Changes crushing resistance (CR) of granulated aggregate obtained from fluidized bed fly ash (FBFA) processed in a CO2 atmosphere and seasoned in an of high humidity air

Abstract

The aim of the research presented in the article was to investigate how the high-humidity air environment changes the crushing resistance (CR) of granulated carbonated fluidized bed fly ash (CGFBFA). It was assumed that CR influences the way it is used in geoengineering as a substitute for natural aggregates. The results of testing the granulate obtained in the three-phase carbonation reaction with carbon dioxide and granulation process in a multifunctional rotary granulator (MRG) are presented. The obtained product was exposed for a period of time three years in the conditions of the atmosphere of the mine gallery of the experimental mine. The air humidity ranged from 76% to 98% and the temperature ranged from approx. 6°C to approx. 14°C. The crushing resistance tests (CRT) of the samples were carried out using a SCHIMADZU AGX-300kN VINSTON hydraulic press (USA). 

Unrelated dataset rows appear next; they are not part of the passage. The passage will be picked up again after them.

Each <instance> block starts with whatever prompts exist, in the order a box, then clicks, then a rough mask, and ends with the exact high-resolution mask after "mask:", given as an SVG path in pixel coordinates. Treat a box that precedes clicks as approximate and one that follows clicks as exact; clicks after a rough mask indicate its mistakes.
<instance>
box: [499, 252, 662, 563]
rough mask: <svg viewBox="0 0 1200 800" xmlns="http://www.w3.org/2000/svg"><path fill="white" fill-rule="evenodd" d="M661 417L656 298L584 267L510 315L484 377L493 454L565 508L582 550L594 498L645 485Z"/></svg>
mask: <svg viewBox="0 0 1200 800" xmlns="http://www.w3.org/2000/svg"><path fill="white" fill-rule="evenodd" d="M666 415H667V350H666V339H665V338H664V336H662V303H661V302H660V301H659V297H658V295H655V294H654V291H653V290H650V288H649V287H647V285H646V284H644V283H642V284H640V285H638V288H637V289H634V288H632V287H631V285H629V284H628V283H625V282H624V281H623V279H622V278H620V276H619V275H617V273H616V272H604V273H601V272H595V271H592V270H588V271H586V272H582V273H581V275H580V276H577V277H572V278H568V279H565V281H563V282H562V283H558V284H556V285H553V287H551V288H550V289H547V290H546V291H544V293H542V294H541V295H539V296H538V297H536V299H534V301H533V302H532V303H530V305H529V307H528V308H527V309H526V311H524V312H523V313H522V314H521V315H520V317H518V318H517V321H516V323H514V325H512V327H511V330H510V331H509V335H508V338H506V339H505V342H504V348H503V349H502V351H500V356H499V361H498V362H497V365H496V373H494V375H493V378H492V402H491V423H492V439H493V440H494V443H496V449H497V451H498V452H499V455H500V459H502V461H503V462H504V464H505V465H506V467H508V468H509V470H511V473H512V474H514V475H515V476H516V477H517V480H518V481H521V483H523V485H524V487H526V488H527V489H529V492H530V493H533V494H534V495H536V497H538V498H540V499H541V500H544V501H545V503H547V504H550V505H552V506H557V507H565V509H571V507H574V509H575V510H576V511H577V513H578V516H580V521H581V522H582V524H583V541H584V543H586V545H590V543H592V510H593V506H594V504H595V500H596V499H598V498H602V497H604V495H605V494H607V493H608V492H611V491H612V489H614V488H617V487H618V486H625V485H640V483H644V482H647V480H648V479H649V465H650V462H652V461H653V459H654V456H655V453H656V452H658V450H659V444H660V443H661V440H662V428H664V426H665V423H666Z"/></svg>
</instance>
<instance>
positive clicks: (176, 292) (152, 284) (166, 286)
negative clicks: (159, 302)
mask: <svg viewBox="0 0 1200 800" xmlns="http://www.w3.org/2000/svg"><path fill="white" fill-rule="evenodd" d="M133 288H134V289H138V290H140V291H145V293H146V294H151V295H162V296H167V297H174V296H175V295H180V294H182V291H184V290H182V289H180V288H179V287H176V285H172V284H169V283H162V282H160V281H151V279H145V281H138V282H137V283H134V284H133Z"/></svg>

Mineralogical studies were performed using the powder diffractometric method (DSH), using Bragg-Brentano geometry. The Bruker D8 Discover diffractometer, CuKa radiation, Ni filter and LYNXEYE_XE detector were used. Has been demonstrated, that the 3-year exposure of in the mine air atmosphere had a positive effect on the increase CR of CGFBFA, causing its increase from 5 MPa to 7.4 MPa, i.e. by approx. 32.4%. The increase of CR was interpreted as the result of the formation of relatively large amounts of gypsum in the composition in CGFBFA after the exposed period. Mineralogical research also leads to the preliminary conclusion that calcite and ettringite also play a role in this process. It was hypothesized that calcite is a binding factor at the stage of the carbonation 
process. We assumed that later, this too phase participating in the crystallization process of ettringite by replacing some of the sulfate ions (SO₃^2-) with CO₃^2– ions. As a result of this process, the conditions of thermodynamic equilibrium in ettringite may change, which favours the crystallization of gypsum. This issue will be the subject of further research. Research carried out and analyses showed that granulation of LPF in an atmosphere of carbon dioxide may be a prospective method of their management in combination with CO2 utilization. This idea is consistent with the EU strategy regarding the circular economy (CE) and carbon dioxide sequestration and utilisation(CCS/CCSU).